For more specific advice, talk to a local employment attorney and/or your local benefits office.
posted by valkyryn at 9:56 AM on August 27, 2010

Company B has reported your earnings to the state, and as you'll recall from February, the unemployment insurance claim application asks detailed questions about your work history. When you joined Company B, your prior unemployment insurance claim ended. Your layoff from Company A is no longer relevant. If you quit Company B voluntarily, you are not eligible for unemployment compensation. As Valkyryn suggests, your only hope is to demonstrate that your job at Company B was beyond horrible and that you made a good-faith effort to work with the company to make it less so. Read her link carefully; "I hated the job" is far from sufficient.
posted by gum at 10:04 AM on August 27, 2010

When you joined Company B, your prior unemployment insurance claim ended.

This is probably untrue. I have returned to work following a period on UI, and then found myself out of work again within a year. Here in New York, my original claim was still open and I was able to just continue claiming unemployment without starting a new claim.

That said, New York State did have access to the fact that I had worked during the un-accounted-for period, and sent me a lovely questionnaire to fill out regarding the nature of said work and the reasons for my return to the breadlines. You fill out the questionnaire, send it back, and chances are you get to keep claiming*. It's mainly just for their records, not some kind of test to see whether they can yank away the benefits.

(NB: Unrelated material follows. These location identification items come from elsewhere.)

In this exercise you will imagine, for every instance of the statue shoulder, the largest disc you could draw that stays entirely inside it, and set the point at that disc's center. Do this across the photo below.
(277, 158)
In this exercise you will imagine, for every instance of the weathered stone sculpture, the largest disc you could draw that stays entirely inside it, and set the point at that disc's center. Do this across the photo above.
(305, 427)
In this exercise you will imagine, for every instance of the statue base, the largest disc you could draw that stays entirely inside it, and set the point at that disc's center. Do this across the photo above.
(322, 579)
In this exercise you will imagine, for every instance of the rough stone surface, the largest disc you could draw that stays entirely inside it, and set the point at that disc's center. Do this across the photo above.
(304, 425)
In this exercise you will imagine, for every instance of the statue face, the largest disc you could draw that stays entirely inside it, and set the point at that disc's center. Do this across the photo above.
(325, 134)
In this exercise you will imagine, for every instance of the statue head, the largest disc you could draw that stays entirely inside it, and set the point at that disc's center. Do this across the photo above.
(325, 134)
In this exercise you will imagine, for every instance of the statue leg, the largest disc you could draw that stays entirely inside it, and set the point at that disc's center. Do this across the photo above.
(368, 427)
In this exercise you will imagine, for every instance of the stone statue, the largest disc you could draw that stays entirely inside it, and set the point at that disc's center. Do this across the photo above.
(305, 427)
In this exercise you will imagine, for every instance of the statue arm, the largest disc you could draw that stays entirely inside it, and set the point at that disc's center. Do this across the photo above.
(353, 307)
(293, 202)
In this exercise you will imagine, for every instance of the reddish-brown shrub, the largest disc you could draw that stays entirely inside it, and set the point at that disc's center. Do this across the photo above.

Unless company B contests your claim, you will not necessarily have to prove anything to anyone (aside from furnishing basic information about your most recent employer). Even if your claim is contested, I believe the onus is on the company to prove that you are ineligible.

IANAL, but I am someone who has spent a lot of time on unemployment these past few years.

*Unless of course you are really blatantly obviously ineligible based on information you have provided to them. Quitting vs. being laid off is not necessarily one of those circumstances.
posted by Sara C. at 12:38 PM on August 27, 2010

Oh, and before you go ahead and claim UI, you might want to find out whether, in the event that company B contests, what happens to any funds that had been given you you in the meantime. These things take time. Possibly a longer time than you would be claiming, if you found a job quickly. But it would suck if you had to pay it all back.
posted by Sara C. at 12:41 PM on August 27, 2010

Sara may be technically right that, if you file an unemployment insurance claim now, Oregon would reopen your February claim instead of starting a fresh file. And it's certainly true that work you did for Company A would "count" toward calculating the benefit after Company B laid you off.

However, Company B did not lay you off, and that's the important distinction between your case and Sara's.

Again, Valkyryn's link is where you need to go. Can you make a case that you had "good cause" to quit and made a "good faith" effort to remedy what was intolerable about your job? If so, file for unemployment -- there's no harm in that. Just be ready to defend your version of the story when Company B contests the claim.
posted by gum at 1:01 PM on August 27, 2010

When another place laid off someone who quit working for my employer to work for them, my employer got stuck with a portion of the bill, and his unemployment payment was based on what he made both with us and at the new place. The claims will probably be separate (though I know some people who take short-tern jobs while on UI do keep the same claim number.)

You don't need to talk to your former employer, you need to talk to the agency you file with. I hope you documented the hellishness and attempted to address it before quitting.